Differential amplifier with current mirror load.

When we discussed a differential amplifier with active collector loads, we noted that such a circuit could not be balanced accurately, and that the circuit would have to be self-balancing to operate effectively. A practical self-balancing circuit is shown to the right.

In this circuit, Q1 and Q2 still have transistors as active collector loads, but this time Q5 and Q6 form a current mirror of their own. As a result, the reference current for Q5 is exactly the collector current of Q1, whatever that current might be. This current is mirrored by Q6, and has no other connection. Note that this does mean we can't get an output from Q1's collector, so we will have a single-ended output even though we have a differential input.

Now, let's see just how this works, assuming ideal matching and no significant base current (very high value of β). When IN1 = IN2 there is no differential input.

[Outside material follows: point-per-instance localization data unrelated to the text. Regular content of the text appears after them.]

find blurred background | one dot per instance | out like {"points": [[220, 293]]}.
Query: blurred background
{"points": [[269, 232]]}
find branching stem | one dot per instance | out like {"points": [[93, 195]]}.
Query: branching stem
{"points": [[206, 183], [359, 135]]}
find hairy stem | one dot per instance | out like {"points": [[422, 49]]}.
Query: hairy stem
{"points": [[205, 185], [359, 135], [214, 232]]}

This means that IC1 = IC2. Q5 uses IC1 as its reference current, and this current is mirrored by Q6. Therefore IC6 = IC2 and there is no current flowing into or out of OUT.

Now, let's increase IN1 enough to increase IC1 by 0.1 mA. This increases IC5 by 0.1 mA, which in turn increases IC6 by 0.1 mA. At the same time, increasing IC1 by 0.1 mA also means decreasing IC2 by 0.1 mA. As a result, there is now a difference of 0.2 mA between IC2 and IC6. This becomes the output current at OUT.

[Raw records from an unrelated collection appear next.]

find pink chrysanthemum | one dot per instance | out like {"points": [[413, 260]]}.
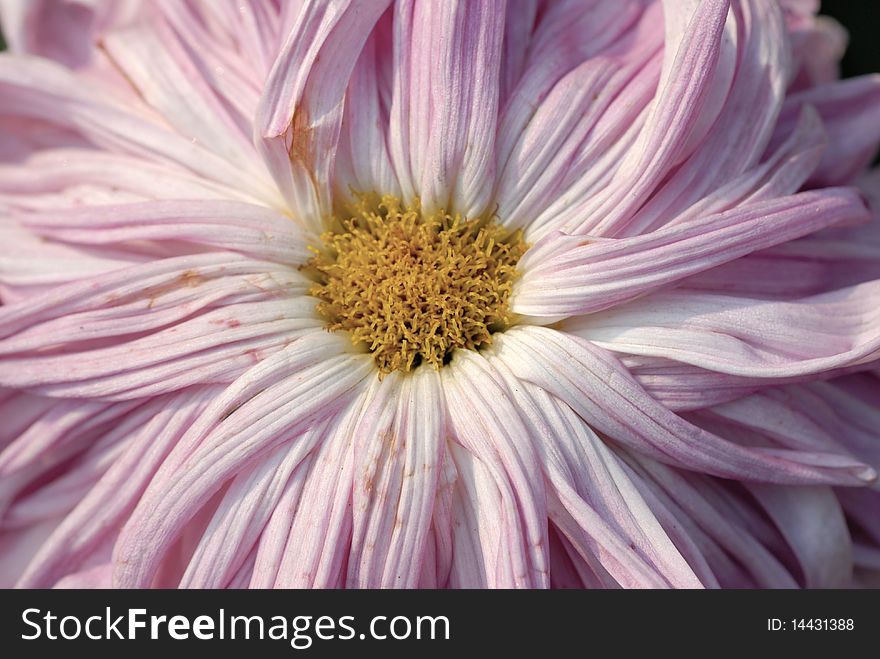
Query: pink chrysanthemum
{"points": [[436, 294]]}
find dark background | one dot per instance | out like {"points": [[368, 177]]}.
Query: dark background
{"points": [[860, 17]]}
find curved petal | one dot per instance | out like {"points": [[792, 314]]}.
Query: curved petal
{"points": [[277, 399], [397, 451], [595, 385], [300, 112], [743, 336], [569, 275], [502, 444]]}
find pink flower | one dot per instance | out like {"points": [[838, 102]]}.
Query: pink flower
{"points": [[588, 269]]}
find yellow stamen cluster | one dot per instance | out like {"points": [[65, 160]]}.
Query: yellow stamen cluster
{"points": [[414, 287]]}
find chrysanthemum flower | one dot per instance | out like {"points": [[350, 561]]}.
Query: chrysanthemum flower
{"points": [[436, 294]]}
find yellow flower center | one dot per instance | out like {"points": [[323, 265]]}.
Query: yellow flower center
{"points": [[414, 287]]}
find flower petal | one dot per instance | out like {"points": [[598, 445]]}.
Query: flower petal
{"points": [[595, 385], [570, 275], [481, 421], [744, 336], [301, 109], [393, 498], [277, 399]]}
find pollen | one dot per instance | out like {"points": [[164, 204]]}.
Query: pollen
{"points": [[413, 287]]}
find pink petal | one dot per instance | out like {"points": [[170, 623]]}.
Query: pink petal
{"points": [[601, 391], [568, 275], [396, 462], [301, 108], [812, 522], [503, 445], [744, 336], [104, 509], [277, 399]]}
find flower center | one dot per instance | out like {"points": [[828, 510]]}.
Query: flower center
{"points": [[414, 287]]}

If we apply a differential input sufficient to increase IC2 by 0.1 mA, the same thing happens in reverse. IC1 decreases by 0.1 mA, thus decreasing IC5 and IC6 by 0.1 mA. This creates a 0.2 mA difference in the other direction between IC2 and IC6. Again, that difference becomes the output current.



Errors and Common Mode Gain

Of course, no circuit is perfectly ideal. Base currents and the output resistance of Q4 will have their usual effects. Also, the collector voltage of Q5 is fixed, while VCE6 can vary according to whatever load is connected at OUT. This in itself creates a mismatch between Q5 and Q6. Nevertheless, this circuit works well enough that it or a minor variation appears in many commercially-built integrated circuits (ICs). In cases where base current might be a problem, the buffered current mirror can be used in place of the basic mirror circuit.

The actual common mode gain of this circuit depends on transistor parameters, the degree of mismatch, and other factors that cause each instance of this circuit to be different from all other instances. However, the current mirror load does help to limit the effect of Q4's output resistance. As a result, common mode gain is fairly close to unity. The differential gain is much higher, so this circuit offers a very reasonable common mode rejection ratio (CMRR) for most practical applications.

In cases where the differential gain of an amplifier stage like this one is insufficient for some reason, or if a differential output is necessary, or if common mode gain must be reduced to an absolute minimum, there is one further adjustment we can make to this circuit. We'll examine it on the next page.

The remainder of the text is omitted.